Saturday, May 31, 2008

Loyola

[Rewritten to eschew obfuscation]

Where does time go?


Ancient walls whitewashed to hurt the eyes. Smell of fresh paint moistens the imagination. The mind is visited by visions of time serving detention between layers of fossilized alabaster, by the feeble shapes of stairway conversations snatched during recess.

The weight of a century bears down on the cross-beams. The heaviness of routine, like a stubborn odour, hangs everywhere: of 45-minute periods and weekly time-tables; of monthly tests and quarterly exams; of annual fests and summer vacations ... generations of rebellion disciplined around a time-regimented education.

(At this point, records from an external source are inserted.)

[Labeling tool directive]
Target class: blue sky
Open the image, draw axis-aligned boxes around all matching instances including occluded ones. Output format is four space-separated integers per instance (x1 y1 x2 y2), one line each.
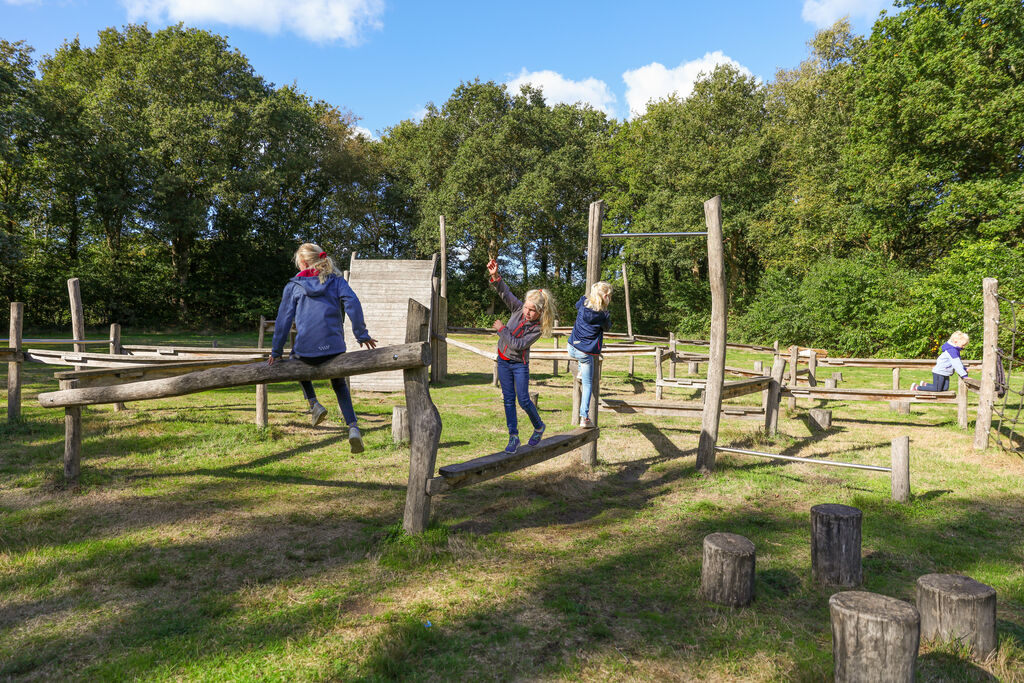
0 0 891 135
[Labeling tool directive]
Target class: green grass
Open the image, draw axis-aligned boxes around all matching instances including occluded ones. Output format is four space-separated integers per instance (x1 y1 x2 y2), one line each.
0 335 1024 681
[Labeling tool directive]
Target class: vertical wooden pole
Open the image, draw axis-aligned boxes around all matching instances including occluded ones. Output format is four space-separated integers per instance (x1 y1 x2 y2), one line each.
974 278 999 451
581 200 604 466
7 301 25 422
59 378 82 485
402 299 441 533
110 323 127 413
697 196 729 473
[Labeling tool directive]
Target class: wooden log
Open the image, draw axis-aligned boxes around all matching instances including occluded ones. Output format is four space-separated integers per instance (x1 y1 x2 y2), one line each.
974 278 999 451
916 573 999 660
391 405 409 443
807 408 831 431
427 427 600 496
764 355 785 436
399 299 441 533
59 380 82 485
700 532 757 607
890 436 910 503
7 301 25 422
811 503 863 588
828 591 921 683
39 342 430 408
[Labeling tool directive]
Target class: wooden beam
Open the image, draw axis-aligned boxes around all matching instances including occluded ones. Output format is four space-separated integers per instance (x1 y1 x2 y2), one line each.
39 342 430 408
427 427 600 496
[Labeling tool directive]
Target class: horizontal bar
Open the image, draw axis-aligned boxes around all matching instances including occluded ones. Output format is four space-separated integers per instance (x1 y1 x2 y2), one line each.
601 230 708 238
715 445 893 472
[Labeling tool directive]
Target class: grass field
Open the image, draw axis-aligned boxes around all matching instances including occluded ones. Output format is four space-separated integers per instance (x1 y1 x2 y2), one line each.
0 333 1024 681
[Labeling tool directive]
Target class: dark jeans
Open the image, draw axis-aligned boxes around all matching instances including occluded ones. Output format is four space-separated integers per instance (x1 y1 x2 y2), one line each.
293 353 357 425
918 373 949 391
498 358 544 434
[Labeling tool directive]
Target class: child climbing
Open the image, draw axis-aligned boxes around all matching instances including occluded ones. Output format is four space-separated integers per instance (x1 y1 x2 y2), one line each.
267 242 377 453
487 259 555 453
910 330 970 391
567 282 611 429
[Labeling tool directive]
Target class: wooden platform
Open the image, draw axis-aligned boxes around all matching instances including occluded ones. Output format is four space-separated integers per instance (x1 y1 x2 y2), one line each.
427 427 600 496
345 256 437 391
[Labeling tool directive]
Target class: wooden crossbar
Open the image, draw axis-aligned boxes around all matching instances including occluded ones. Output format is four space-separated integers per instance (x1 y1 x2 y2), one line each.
427 427 600 496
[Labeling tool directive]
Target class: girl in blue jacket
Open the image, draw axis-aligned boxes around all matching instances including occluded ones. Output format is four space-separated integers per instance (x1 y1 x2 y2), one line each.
267 242 377 453
567 282 611 429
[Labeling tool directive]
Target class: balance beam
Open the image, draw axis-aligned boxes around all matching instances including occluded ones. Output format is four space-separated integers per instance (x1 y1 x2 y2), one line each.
427 427 600 496
39 342 430 408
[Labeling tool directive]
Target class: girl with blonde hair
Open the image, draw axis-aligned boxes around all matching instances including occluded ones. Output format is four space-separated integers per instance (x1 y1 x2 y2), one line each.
267 242 377 453
487 259 555 453
566 282 611 429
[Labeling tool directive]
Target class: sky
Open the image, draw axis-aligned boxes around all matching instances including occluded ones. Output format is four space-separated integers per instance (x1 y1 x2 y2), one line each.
0 0 893 137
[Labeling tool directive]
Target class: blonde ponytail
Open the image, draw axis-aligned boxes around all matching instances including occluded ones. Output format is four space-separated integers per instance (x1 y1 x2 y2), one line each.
523 289 557 337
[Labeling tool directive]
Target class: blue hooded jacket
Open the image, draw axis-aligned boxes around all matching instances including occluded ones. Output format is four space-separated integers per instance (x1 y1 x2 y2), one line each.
569 297 611 355
270 273 371 358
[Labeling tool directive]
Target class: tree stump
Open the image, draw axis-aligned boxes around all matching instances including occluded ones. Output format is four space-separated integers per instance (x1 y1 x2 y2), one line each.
808 408 831 431
918 573 998 659
811 503 863 588
828 591 921 683
700 533 755 607
391 405 410 443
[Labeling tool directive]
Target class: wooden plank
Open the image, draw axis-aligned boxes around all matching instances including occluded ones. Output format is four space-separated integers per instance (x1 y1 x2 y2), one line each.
427 427 600 496
39 342 430 408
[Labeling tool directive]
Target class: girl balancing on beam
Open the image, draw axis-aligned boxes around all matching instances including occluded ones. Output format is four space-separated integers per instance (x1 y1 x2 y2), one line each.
487 259 555 453
266 242 377 453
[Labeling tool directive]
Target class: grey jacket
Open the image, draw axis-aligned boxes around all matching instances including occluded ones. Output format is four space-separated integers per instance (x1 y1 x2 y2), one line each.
490 278 541 365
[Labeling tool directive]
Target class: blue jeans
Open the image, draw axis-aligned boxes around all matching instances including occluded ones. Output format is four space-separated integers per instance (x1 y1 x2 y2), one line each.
918 373 949 391
498 358 544 434
293 353 358 425
566 344 594 418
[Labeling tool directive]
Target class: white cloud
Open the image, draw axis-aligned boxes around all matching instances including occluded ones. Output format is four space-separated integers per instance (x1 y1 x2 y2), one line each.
505 69 615 116
801 0 892 29
121 0 384 45
623 50 753 119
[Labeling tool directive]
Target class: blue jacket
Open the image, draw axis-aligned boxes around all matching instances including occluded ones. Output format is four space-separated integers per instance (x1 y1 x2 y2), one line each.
270 273 371 358
569 297 611 355
932 342 967 377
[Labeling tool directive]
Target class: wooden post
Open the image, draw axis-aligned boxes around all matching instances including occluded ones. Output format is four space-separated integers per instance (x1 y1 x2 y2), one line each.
811 503 863 587
7 301 25 422
916 573 999 660
890 436 910 503
974 278 999 451
697 196 728 473
956 377 968 429
59 378 84 485
402 299 441 533
623 261 635 377
828 591 921 683
700 533 757 607
110 323 127 413
581 200 604 467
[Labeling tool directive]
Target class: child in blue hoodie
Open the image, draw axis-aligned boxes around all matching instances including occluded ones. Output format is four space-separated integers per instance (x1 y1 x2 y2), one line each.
267 242 377 453
910 330 970 391
567 282 611 429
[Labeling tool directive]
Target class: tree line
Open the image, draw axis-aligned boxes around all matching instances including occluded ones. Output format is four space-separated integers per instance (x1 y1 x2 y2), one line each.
0 0 1024 355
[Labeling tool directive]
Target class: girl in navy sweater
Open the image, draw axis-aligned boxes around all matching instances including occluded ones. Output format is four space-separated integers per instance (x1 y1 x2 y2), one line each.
567 282 611 429
487 259 555 453
267 242 377 453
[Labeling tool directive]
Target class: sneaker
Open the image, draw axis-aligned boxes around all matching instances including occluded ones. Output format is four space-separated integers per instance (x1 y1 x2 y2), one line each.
348 426 362 453
309 402 327 427
526 425 548 445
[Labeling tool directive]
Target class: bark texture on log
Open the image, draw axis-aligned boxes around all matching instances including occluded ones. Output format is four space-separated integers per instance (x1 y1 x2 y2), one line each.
916 573 999 659
828 591 921 683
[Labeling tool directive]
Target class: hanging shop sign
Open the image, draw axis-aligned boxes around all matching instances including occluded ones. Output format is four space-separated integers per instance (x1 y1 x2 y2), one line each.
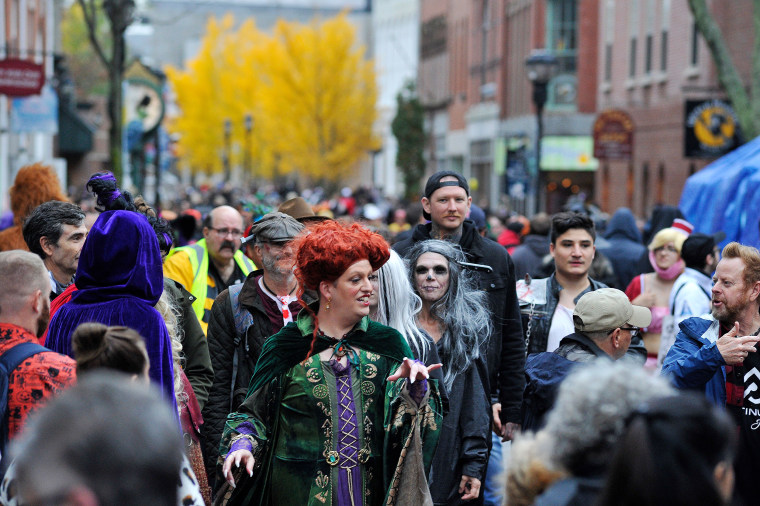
0 59 45 97
684 100 741 158
594 109 633 160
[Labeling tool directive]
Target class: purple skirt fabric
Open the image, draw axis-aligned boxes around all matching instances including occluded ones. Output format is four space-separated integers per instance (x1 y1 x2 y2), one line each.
330 360 364 506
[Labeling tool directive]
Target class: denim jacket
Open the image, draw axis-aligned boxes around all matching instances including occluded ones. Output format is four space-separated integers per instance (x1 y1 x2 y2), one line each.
517 274 646 363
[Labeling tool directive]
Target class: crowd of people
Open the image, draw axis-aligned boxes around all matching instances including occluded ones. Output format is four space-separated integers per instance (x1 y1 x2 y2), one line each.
0 164 760 506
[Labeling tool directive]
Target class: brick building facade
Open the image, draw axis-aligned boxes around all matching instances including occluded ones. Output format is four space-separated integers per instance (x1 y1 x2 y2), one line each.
418 0 754 217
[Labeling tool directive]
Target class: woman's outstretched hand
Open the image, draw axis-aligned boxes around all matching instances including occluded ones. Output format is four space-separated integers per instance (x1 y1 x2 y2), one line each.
222 450 254 487
388 357 443 383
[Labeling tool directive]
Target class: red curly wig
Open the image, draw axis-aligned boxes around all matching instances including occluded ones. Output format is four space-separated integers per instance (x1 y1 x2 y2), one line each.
293 220 391 359
0 162 69 251
294 220 391 291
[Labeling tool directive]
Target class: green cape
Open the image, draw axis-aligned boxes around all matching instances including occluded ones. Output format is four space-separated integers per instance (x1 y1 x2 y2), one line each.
248 311 414 396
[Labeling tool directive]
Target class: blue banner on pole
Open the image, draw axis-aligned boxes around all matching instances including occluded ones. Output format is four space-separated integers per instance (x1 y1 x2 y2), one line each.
11 85 58 134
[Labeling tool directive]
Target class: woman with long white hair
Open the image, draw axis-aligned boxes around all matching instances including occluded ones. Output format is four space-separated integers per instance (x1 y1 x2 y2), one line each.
407 240 491 505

Cool hard benches, languid yet orderly; ebony and varnish. The familiar comforts of butt on academic wood and desktop graffiti. 'Suneetha'. 'Crazy bitch'. A mean bolt of lightning in fashionable Powerpuff pink -- someone with a sense of humour.

***

The winds must come from somewhere when they blow,
There must be reasons why the leaves decay;
Time will say nothing but I told you so.

-- Lines from 'But I can't', A villanelle by W. H. Auden

***

Tension ticks in the air. Twenty minutes left.

Tall Jesuit windows paired with ventilators above; three spare pairs to a wall.

Wind hustles the broad corridors outside. Neem trees sway religiously in the morning sun. The 9.17 rolls into the station in the distance, slows downs, breathes itself to a stop.

A small steel stool stands outside the doorway, shining in the sun; a green plastic pot sits on top, filled neck deep with water; uncouth aluminium tumbler lolls from a blue nylon cord tied around the mouth of the pot.

The train booms, leaves.

Pitted blackboard sprawls across the wall up front; poster of the Virgin Mother overhead. Chalk-white-dust nostalgia. 'Class Strength: 40'. 'Boys: 23'. Boys ... 'Girls: 17'. Girls ... 'Present: 37'. 'Absent: 3'. The luxury of redundant information.

The 9.27 rumbles in punctually. Pencil points are poked against trembling fingertips. Three minutes left. Prayers push past pursed lips.

***

Time doesn't go anywhere.

Time comes here to file her nails sitting in the library, to dry her long white hair while she waits reading a book in the cafeteria, to lie under the trees in the campus and balance her soulsheets.

Time comes here when she's tired of herself.

Time comes here when she wants to grow old.